Professedly secular vs. conspicuously communal
A quasi-secular ideology remained dominant for much after
independence, but concessions were periodically made in favour of
particular religions
Until the beginning of the 20th Century, India’s war of
independence from foreign rule was fought on the plank of equality of
all faiths and of their followers. The scene changed thereafter and
certain sections of the majority community began projecting their
religion as an inseparable part of the country’s future political
ideology. As a reaction to this, some Muslim leaders began demanding
special arrangements for their community in the nation’s forthcoming
political structure. These competitive aspirations eventually led to the
partition of the country accompanying its independence from British
rule in 1947. During the protracted phase of Constitution-making,
demands were made for the protection of certain religious traditions in
the national charter under preparation, and some of these had to be
accommodated. This gave birth to a peculiar concept of state secularity,
different from how the rest of the world understands it.
No state religion
Adopted
in the third year of independence from foreign rule, the Constitution
of India did not declare any religion to be the state religion or an
otherwise privileged faith tradition. It declared liberty of belief,
faith and worship and equality of status and opportunity to be the basic
ideals of future polity, and non-discrimination on religious grounds to
be one of the people’s Fundamental Rights.

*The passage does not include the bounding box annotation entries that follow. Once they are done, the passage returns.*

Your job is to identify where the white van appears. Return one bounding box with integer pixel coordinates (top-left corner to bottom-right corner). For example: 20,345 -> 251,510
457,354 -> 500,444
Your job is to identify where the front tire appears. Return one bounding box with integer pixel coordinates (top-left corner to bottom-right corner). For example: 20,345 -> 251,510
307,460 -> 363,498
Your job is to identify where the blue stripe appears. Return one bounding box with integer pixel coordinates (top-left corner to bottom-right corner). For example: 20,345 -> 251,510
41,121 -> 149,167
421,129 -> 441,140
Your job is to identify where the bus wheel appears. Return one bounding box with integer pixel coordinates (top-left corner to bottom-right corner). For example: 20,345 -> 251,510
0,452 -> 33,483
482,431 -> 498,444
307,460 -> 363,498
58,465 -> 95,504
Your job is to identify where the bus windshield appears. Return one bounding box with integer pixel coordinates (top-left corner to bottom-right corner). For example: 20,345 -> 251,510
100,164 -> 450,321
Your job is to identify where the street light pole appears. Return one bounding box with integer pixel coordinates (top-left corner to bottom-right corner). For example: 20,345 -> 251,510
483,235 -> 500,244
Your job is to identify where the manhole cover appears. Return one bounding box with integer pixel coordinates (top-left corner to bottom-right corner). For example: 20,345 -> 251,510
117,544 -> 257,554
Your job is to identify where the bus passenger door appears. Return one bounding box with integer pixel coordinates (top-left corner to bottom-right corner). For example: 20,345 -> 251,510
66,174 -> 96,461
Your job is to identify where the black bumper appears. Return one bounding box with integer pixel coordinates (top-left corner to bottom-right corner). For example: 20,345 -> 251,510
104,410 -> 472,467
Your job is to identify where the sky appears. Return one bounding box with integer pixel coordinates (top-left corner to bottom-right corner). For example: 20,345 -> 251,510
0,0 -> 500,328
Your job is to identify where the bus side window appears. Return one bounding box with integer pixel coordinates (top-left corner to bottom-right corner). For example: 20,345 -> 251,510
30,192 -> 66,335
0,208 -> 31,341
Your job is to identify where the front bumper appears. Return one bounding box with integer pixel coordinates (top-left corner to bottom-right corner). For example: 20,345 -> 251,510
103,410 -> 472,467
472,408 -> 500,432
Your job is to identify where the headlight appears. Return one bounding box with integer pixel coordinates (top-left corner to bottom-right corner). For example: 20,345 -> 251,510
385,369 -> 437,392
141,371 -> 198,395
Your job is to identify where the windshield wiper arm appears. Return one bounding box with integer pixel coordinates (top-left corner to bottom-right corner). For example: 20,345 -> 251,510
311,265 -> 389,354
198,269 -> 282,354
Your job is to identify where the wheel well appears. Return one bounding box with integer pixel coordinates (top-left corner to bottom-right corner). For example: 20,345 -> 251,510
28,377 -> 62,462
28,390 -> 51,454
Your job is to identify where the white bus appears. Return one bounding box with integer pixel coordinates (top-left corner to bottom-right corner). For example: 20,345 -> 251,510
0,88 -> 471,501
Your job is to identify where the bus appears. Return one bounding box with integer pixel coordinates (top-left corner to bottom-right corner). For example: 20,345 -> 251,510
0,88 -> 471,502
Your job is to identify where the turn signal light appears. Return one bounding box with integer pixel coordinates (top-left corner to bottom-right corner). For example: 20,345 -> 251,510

However, it neither erected a
U.S.-type ‘non-establishment’ clause — a ‘wall of separation’ between
state and religion — nor adopted the French doctrine of laïcité
requiring the state to estrange its people from all walks of life. To
put it in concrete terms, the state was not prevented from playing a
role in the affairs of religion, but religion was to have no role
whatsoever to play in state affairs. Twenty-six years later the Preamble
to the Constitution was amended to add the word ‘secular’ to the
prefatory description of the character of the country. It, however, made
no difference, and the concept of secularism remained basically
distinct from its western stereotypes, leaving ample room for the
politicians of tomorrow to play with it as they liked.
A
quasi-secular ideology remained dominant in state affairs for about
half a century after independence, but throughout these years
concessions were periodically made in favour of particular religions.

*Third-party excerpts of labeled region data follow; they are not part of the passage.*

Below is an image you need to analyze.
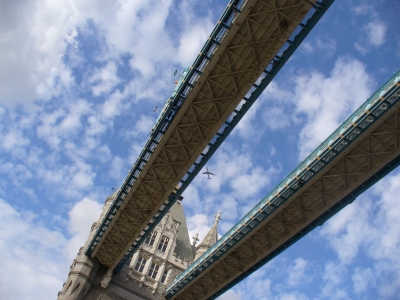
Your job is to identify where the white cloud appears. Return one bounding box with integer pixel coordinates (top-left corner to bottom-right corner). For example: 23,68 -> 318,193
66,198 -> 103,261
0,1 -> 73,106
0,199 -> 70,300
320,171 -> 400,299
355,20 -> 387,54
217,290 -> 243,300
89,61 -> 121,96
288,257 -> 310,286
351,268 -> 373,294
294,58 -> 373,159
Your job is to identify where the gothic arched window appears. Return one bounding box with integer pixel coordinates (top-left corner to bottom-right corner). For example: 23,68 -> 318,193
144,230 -> 157,246
161,269 -> 168,283
147,264 -> 160,279
135,257 -> 147,273
158,235 -> 169,252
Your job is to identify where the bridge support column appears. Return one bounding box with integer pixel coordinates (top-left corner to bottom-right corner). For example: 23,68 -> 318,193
57,247 -> 100,300
100,268 -> 114,289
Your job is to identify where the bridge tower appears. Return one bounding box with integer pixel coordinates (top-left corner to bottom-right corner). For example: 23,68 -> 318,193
58,191 -> 212,300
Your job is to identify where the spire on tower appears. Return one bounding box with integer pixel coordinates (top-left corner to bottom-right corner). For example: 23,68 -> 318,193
192,232 -> 200,247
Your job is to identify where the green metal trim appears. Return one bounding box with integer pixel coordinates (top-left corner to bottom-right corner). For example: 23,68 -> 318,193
114,0 -> 334,272
165,71 -> 400,299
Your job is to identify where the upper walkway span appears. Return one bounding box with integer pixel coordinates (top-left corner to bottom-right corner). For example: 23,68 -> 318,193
166,71 -> 400,300
85,0 -> 333,271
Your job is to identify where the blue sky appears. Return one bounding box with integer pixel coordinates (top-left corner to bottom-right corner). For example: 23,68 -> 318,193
0,0 -> 400,300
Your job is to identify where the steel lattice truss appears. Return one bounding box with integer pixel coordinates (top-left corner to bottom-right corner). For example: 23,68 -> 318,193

Towards the end of the 20th Century, the majority community’s
protagonists of a different ideology that they called ‘Hindutva’ — an
ideology which insists on the religio-cultural beliefs and practices of
the majority community being an essential attribute of patriotism,
national culture and social practice — began aspiring to capture
political power. Soon they took over the reins of the nation and their
ideology of ‘cultural nationalism’ remained dominant in the country’s
governance throughout their six-year rule. The professedly secular
political outfits returned to power in 2004 and have ruled the country
for a full decade. There have been severe blows to secularism under both
dispensations — destruction of the Ayodhya mosque in 1992 and the
Gujarat pogrom of 2002 bear testimony to this fact. The difference has
been of a passive tolerance and active support to a gradual decline of
the ideal of state’s secularity and neutrality to religion.

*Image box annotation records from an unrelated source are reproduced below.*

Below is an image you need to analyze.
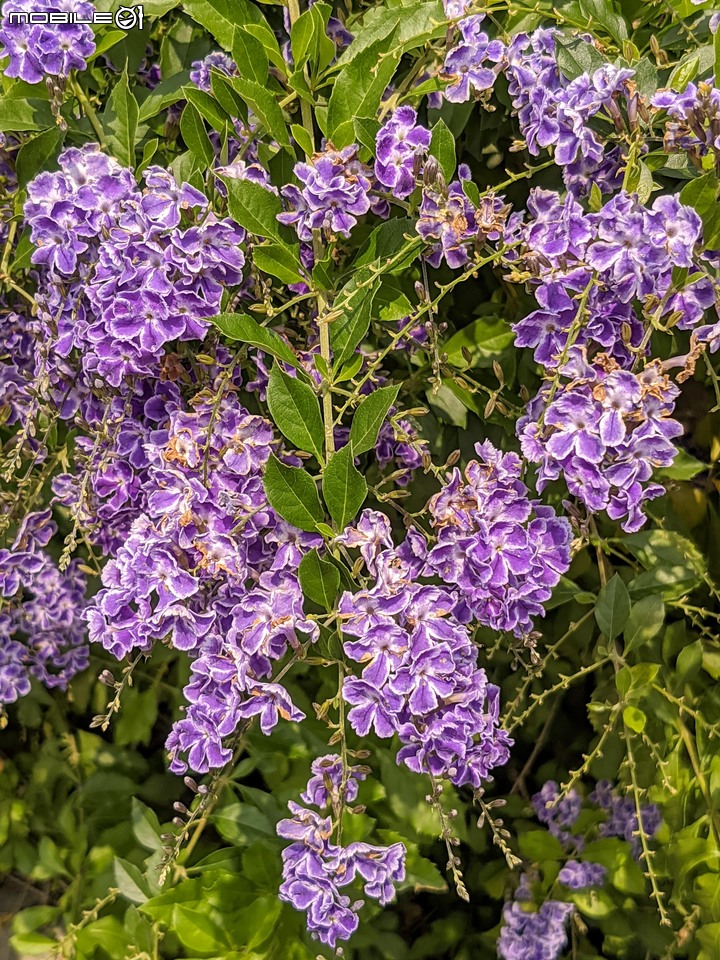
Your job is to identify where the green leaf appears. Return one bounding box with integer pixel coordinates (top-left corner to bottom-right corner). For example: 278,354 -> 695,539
232,26 -> 268,84
680,173 -> 720,249
624,596 -> 665,653
183,83 -> 232,134
10,933 -> 57,957
138,71 -> 189,123
626,160 -> 655,203
353,117 -> 380,156
555,33 -> 606,80
267,364 -> 323,462
352,217 -> 422,273
132,797 -> 162,850
327,26 -> 401,149
595,573 -> 630,640
210,313 -> 299,370
183,0 -> 264,53
15,127 -> 65,190
180,103 -> 215,167
290,3 -> 335,73
241,18 -> 288,74
290,123 -> 315,157
298,547 -> 340,610
667,53 -> 700,93
0,97 -> 55,133
113,857 -> 150,903
323,446 -> 367,530
330,268 -> 379,368
338,0 -> 447,67
655,450 -> 710,480
136,137 -> 160,176
517,830 -> 565,863
263,454 -> 324,533
231,77 -> 292,151
580,0 -> 628,43
350,384 -> 400,456
172,903 -> 230,954
623,706 -> 647,733
221,177 -> 300,246
443,316 -> 514,368
103,67 -> 140,167
430,119 -> 456,183
253,243 -> 305,283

The judiciary and secularism
The
judiciary in India has been generally favouring the ideology of
secularism. A leading case on India’s secular character was decided by
the Supreme Court in 1994. The Court declared that secularism was an
inalienable part of the Constitution and clarified that “secularism is
more than a passive attitude of religious tolerance; it is a positive
concept of equal treatment of all religions… when the State allows
citizens to profess and practise their religions, it does not either
explicitly or impliedly allow them to introduce religion into
non-religious and secular activities of the State” (S.R. Bommai v. Union of India, 1994).
There have, however, been occasional aberrations too, a clear instance
of which was found in the late Justice J.S. Verma’s so-called Hindutva
judgments of 1995. Gravely disturbed by their tenor, his brother judge
K. Ramaswamy hastened to get them referred to a larger Bench for review.
The public outcry against the language used in those rulings, which
seemed to be lending weight to protagonists of political communalism,
forced the learned author to dispel such impressions in a clarifying
decision given in quick succession. He was soon appointed to the Chair
of the National Human Rights Commission, and his policies and
performance there turned into a direction exactly opposite to what his
earlier judgments were made out to be.
Democracy
envisages periodical change of guard, and a time for that has come once
again. The race for taking over the reins of the nation next is
currently on, and is unfortunately fast developing into a tug of war
between professedly secular and conspicuously communal ideologies. The
outcome is anybody’s guess. Neither unbridled political ambitions nor
media speculations will however be decisive. The people of this country
will be the real arbiters of its destiny.